Czech inflation, while likely to stay high until year-end, is near its peak and should not rise much further before dropping in 2023, central bank board member Karina Kubelkova said in a newspaper interview to be published on Monday.
Kubelkova, who joined the board in July, said while a rise in domestic demand would signal the need for a further tightening in monetary policy, this was not materialising.
“Latest data show that people are ceasing to spend and consumption is beginning to slow, and is even declining in some market segments,” she told daily Lidove Noviny in her first public remarks since joining the board.
The bank halted a previous cycle of rate hikes under new Governor Ales Michl, who also took his post in July, and signalled rate stability for an extended period.

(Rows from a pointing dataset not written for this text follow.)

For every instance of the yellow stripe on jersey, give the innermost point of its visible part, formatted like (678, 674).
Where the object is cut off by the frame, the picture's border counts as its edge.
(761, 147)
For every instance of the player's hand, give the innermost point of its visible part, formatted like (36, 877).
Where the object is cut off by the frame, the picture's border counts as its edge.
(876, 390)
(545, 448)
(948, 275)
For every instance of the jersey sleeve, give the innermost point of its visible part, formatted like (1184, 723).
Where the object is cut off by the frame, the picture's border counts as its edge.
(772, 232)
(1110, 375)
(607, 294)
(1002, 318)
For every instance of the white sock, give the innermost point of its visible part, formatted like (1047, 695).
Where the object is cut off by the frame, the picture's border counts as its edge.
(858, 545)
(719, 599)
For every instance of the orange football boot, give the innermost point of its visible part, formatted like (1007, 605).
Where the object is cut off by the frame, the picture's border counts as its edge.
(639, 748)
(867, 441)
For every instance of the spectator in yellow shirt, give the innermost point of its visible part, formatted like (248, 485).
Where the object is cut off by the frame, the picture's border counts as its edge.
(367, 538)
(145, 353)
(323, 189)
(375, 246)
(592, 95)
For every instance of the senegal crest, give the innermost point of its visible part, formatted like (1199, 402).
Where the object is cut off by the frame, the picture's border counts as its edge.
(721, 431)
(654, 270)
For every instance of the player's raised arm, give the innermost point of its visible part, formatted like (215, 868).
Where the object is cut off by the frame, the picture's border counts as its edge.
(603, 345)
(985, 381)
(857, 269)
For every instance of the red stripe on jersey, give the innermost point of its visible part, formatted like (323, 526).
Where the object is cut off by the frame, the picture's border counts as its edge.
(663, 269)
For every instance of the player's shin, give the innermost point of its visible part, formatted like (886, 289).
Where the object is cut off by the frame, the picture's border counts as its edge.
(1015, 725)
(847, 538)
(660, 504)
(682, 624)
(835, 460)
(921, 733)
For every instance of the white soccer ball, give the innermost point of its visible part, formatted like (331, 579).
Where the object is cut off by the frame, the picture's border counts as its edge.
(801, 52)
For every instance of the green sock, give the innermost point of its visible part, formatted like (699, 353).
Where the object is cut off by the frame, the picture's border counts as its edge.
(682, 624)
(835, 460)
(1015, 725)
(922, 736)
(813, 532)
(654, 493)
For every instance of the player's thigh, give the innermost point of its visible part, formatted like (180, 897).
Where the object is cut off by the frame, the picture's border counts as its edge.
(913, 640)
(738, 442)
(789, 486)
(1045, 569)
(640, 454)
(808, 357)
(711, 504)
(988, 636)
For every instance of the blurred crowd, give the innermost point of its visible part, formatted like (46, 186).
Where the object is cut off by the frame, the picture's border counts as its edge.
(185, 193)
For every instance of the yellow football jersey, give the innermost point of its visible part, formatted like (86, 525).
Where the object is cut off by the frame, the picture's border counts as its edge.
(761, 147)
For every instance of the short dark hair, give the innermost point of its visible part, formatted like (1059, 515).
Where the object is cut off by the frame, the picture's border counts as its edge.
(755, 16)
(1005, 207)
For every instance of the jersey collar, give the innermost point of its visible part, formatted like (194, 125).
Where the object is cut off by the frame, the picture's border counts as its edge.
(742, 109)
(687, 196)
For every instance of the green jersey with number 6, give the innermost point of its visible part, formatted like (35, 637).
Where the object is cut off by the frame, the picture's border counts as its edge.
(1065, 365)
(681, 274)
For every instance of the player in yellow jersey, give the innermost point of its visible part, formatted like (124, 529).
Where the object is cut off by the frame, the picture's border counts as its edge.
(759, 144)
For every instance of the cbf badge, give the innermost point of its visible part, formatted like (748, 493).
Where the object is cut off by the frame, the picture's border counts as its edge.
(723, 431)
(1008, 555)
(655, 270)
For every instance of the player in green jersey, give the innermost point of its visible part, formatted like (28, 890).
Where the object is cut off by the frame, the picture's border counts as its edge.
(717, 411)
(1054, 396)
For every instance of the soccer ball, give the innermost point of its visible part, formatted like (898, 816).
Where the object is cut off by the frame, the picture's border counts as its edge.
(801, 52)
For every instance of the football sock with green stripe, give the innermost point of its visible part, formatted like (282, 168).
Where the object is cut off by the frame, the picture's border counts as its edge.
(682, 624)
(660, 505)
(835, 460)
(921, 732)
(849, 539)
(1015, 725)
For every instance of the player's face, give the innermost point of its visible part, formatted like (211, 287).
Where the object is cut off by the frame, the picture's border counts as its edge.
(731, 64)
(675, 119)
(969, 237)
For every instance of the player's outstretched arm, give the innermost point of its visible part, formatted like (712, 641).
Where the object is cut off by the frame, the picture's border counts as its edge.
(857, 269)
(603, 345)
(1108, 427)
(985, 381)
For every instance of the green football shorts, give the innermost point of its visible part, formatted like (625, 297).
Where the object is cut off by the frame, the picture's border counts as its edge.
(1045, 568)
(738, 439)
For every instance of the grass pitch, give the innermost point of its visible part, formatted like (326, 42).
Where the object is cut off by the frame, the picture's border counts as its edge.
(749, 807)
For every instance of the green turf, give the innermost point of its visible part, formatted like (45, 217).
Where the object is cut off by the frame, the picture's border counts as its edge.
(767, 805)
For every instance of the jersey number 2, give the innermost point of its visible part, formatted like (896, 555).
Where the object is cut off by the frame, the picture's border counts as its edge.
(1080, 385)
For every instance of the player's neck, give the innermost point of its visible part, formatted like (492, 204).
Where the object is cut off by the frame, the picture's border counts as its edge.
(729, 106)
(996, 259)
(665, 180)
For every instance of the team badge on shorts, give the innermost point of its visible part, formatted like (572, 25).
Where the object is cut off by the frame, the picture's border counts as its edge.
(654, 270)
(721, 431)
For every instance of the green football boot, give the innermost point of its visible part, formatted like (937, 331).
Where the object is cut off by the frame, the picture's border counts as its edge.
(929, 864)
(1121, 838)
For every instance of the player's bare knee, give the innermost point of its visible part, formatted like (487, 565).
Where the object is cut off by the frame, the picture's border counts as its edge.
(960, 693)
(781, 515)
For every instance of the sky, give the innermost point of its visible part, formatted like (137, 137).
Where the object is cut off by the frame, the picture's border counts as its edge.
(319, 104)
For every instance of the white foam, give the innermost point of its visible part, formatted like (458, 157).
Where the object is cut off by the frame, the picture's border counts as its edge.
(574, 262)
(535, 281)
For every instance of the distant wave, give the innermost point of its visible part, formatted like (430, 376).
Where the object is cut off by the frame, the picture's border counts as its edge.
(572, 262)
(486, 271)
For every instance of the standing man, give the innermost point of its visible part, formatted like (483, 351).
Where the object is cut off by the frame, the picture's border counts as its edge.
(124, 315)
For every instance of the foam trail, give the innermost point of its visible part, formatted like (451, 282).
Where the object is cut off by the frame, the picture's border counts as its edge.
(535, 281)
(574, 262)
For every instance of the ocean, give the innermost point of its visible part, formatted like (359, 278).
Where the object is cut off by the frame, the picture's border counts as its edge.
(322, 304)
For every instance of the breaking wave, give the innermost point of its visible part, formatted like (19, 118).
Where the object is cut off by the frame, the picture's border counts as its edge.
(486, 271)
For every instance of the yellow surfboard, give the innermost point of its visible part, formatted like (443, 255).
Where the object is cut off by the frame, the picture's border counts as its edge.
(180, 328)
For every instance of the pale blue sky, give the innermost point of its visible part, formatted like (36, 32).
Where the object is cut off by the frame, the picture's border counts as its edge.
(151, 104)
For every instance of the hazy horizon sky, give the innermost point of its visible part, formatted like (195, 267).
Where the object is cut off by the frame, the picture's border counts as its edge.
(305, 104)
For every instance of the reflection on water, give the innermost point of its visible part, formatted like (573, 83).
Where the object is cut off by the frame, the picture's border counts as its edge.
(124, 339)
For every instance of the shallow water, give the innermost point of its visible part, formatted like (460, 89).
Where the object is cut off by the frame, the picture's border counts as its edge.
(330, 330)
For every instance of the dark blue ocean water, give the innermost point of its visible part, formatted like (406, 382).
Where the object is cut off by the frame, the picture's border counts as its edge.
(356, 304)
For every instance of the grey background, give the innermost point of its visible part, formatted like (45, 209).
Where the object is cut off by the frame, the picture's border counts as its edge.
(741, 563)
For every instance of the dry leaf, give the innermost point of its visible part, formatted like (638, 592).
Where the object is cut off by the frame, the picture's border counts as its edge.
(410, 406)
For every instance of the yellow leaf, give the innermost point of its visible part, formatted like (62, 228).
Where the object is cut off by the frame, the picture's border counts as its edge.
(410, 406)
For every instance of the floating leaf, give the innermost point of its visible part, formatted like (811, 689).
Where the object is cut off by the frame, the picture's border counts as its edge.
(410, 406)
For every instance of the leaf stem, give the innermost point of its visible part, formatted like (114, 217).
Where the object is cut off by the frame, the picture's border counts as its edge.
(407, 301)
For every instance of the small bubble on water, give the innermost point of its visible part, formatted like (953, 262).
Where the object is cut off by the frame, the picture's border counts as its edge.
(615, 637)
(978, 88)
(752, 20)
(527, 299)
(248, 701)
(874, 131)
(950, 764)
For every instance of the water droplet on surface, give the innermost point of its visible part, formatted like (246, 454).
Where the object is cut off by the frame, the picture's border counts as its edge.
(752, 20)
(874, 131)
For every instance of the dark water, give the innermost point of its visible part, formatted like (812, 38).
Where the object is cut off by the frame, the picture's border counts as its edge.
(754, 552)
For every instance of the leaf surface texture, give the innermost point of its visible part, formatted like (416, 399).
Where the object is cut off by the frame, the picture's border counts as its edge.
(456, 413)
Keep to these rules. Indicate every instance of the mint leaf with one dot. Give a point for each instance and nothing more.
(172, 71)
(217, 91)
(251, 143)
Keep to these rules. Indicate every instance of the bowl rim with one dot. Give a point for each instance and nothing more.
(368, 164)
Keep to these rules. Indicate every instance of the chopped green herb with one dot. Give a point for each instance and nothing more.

The bank had raised its main rate to 7% by June this year, while inflation reached 18% year-on-year in September.
Wage growth surprised on the upside in the second quarter, Kubelkova said, though she added she was not as worried as some of her board colleagues about a wage-inflation spiral, as she expected a compromise in wage talks between employers and unions.
Kubelkova said the central bank’s months-long running market interventions to prop up the crown currency’s exchange rate had been an exceptional tool that was helping to reduce the bank’s large balance sheet built up in previous years.
She said data showed the bank did not intervene much in August, and that she believed the crown’s exchange rate would be roughly where it was now even without interventions.
The crown, propped up by billions of euros in interventions in the past months, has outperformed regional peers the Hungarian forint and the Polish zloty, staying stable at around 24.5 to the euro, up 1.4% so far this year.